In an official statement, MTA has asked Light Rail riders to tack on an additional 30 to 45 minutes to the commute for the delays while wheels are repaired.

If the extra thirty minutes puts you outside the bus stop at a new time, check your bus schedule to make sure you aren't waiting in the cold during a lull. Some lines have gaps in their arrival time (even buses that run every ten minutes).

Everything north of North Avenue has been replaced by shuttle buses (or bridges). The trains will run as single cars (bikers may want to be especially aware of crowding) and trains will run from Penn to Camden. From The Baltimore Sun:
MTA has been unable to put enough trains in service because of heightened awareness of the wheel problems, a situation made worse by rails that are slick from falling leaves. Employees are working on interim and permanent solutions to the problem, but shuttle bus service will continue indefinitely until repairs can be made, said spokeswoman Jawauna Greene.
Indefinitely. Yikes!

Friday, November 14, 2008

And now for something a little positive

NYC the Blog has photos of the next MTA (New York) ads, via Gothamist. I really dig the first photo of the plotted points. I am salivating over the white, green, and black on the side of the car and am heavily leaning toward, "THIS IS ART IN ADVERTISING."

I know, I know, it's just a map, but isn't it beautiful?

...Especially compared to the blue MAPS.GOOGLE.COM train and the yellow AOL Instant Messenger people-like train (WTF). My opposition to the blue car is in spite of my love for clean design and the Helvetica typeface.

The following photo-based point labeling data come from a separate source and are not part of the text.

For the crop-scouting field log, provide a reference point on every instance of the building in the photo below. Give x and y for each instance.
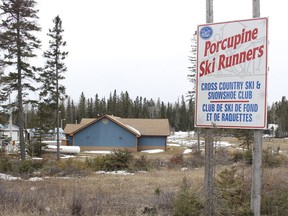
(111, 133)
(11, 131)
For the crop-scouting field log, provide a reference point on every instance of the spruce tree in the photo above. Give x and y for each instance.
(51, 89)
(18, 23)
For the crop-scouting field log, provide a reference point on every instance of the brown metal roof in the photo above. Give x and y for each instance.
(146, 127)
(149, 127)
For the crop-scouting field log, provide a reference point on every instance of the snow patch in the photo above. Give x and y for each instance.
(153, 151)
(8, 177)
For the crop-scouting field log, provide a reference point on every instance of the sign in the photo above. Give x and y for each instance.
(231, 76)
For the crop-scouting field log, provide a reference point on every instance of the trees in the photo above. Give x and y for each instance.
(51, 91)
(18, 22)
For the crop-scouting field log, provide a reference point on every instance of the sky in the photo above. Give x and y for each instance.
(143, 46)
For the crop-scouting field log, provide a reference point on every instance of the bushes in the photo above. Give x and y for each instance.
(118, 160)
(186, 203)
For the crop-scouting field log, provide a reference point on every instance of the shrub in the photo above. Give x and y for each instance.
(5, 165)
(176, 160)
(118, 160)
(186, 203)
(195, 160)
(35, 148)
(272, 159)
(233, 193)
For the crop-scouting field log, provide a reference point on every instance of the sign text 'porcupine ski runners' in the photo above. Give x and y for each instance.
(231, 77)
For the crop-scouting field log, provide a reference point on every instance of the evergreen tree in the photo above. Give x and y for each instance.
(96, 108)
(74, 113)
(183, 115)
(18, 22)
(192, 69)
(82, 108)
(68, 113)
(90, 108)
(51, 90)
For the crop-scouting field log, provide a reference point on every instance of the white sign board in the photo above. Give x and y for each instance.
(231, 77)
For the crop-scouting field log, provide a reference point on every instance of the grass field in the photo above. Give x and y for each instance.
(151, 192)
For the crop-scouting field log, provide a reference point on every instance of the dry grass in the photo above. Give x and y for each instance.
(112, 195)
(98, 194)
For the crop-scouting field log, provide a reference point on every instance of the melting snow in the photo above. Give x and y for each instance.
(8, 177)
(152, 151)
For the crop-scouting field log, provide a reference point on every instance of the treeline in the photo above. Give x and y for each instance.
(180, 113)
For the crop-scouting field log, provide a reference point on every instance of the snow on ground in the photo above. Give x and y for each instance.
(115, 172)
(97, 152)
(187, 151)
(8, 177)
(153, 151)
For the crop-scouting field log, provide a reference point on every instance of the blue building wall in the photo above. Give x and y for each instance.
(148, 141)
(105, 133)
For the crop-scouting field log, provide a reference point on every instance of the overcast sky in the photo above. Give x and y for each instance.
(142, 46)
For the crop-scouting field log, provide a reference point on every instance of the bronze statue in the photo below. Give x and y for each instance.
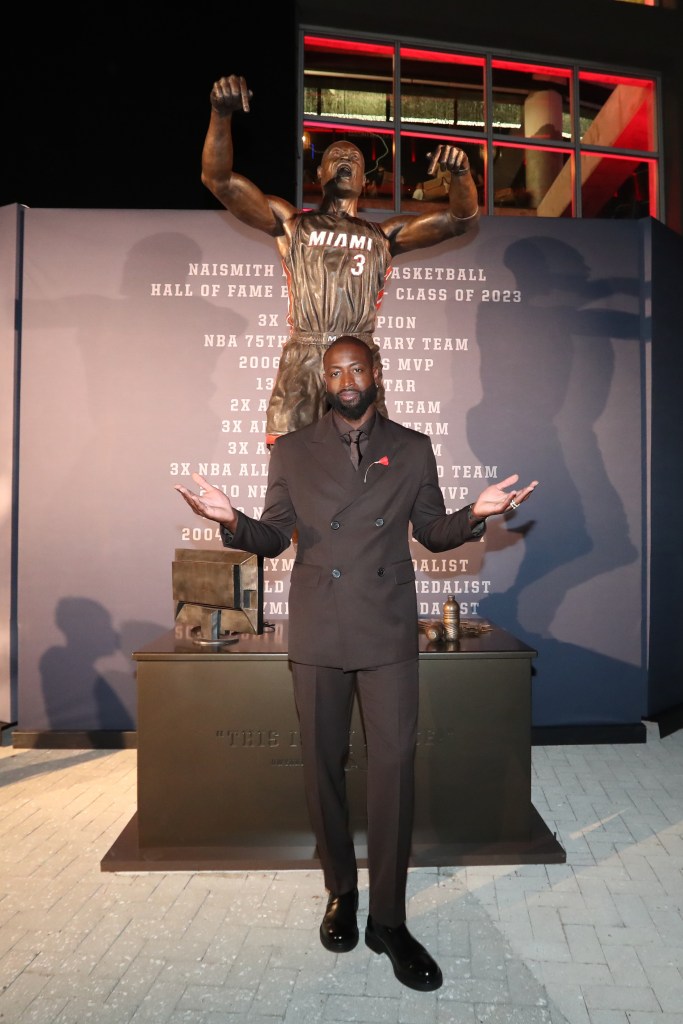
(336, 262)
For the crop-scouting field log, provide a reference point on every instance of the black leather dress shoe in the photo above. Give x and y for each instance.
(412, 964)
(339, 931)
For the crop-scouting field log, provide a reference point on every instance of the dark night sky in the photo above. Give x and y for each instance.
(110, 111)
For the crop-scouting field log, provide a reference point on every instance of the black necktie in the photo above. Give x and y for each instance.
(354, 446)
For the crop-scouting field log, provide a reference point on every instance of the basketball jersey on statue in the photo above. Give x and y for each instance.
(336, 271)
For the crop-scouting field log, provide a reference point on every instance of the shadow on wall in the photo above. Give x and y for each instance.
(78, 694)
(547, 373)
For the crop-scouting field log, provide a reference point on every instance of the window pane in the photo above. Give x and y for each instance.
(531, 100)
(377, 151)
(417, 187)
(439, 88)
(538, 181)
(352, 81)
(616, 112)
(619, 187)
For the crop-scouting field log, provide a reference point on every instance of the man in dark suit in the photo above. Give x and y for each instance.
(353, 623)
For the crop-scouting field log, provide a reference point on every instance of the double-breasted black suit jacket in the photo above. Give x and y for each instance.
(352, 602)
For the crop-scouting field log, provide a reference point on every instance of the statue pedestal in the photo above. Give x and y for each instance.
(219, 775)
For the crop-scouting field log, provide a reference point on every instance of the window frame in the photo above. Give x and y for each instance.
(491, 59)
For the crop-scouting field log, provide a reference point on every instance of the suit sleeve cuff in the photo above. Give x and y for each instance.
(478, 526)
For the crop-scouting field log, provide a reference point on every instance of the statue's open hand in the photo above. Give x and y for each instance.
(230, 93)
(213, 504)
(447, 158)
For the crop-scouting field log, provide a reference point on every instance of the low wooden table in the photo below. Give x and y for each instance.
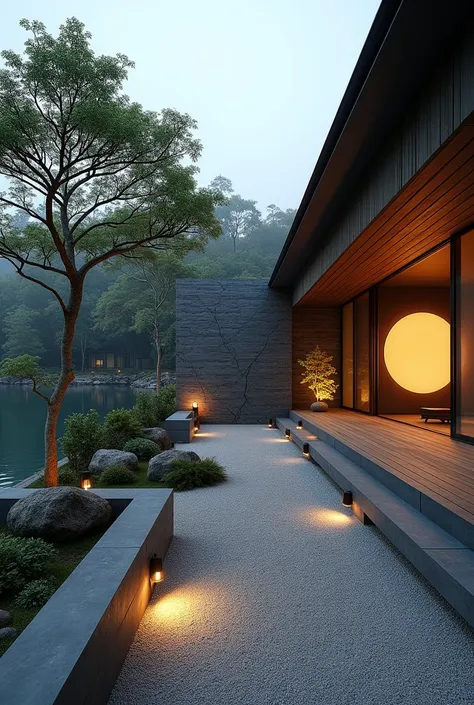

(Still, anything is better than faced with a giant wraparound add of Ray Lewis drinking Vitamin Water. If anything makes my blood boil, it's remembering those bus ads in Baltimore.)

Of topics I think this one is probably the best for riders. It boldly reminds them that they can plot the route from a computer, which saves time and stress. Looking at you, WMATA, to get on the bandwagon.

Chris Core, cyclist enemy?

Sigh. Via The Wash Cycle, Chris Core is a jerk. Commenting for WTOP, he spewed the haterade, dismissing cyclists for going to slow, following the law, breakin' it, and gettin' in his way. I wonder what kind of vehicle he drives. I think I have a pretty good idea.

Since moving out of Baltimore there's been far less of an opportunity to ride my bike in a city environment. Or a street that isn't lined with cows. Still, I have strong feelings about sharing the road, so I sent him a letter through the WTOP website. It's not any more educational than the linked post above, but I believe it takes more than one dissident voice to get the point across. My letter is pasted below:

Dear Mr. Core,
I am very disappointed with your recent comments on cyclists. I myself rely more on my car than I do on public transit or a bicycle, though it is to my great dismay, yet compelled to contact you regarding your seemingly one-sided argument against cyclists.

Quite frankly, your archaic arguments hold no water. The size of the transportation should not matter on the road. A motorcycle is also small, yet I am sure it has the same respect as an automobile for you, correct?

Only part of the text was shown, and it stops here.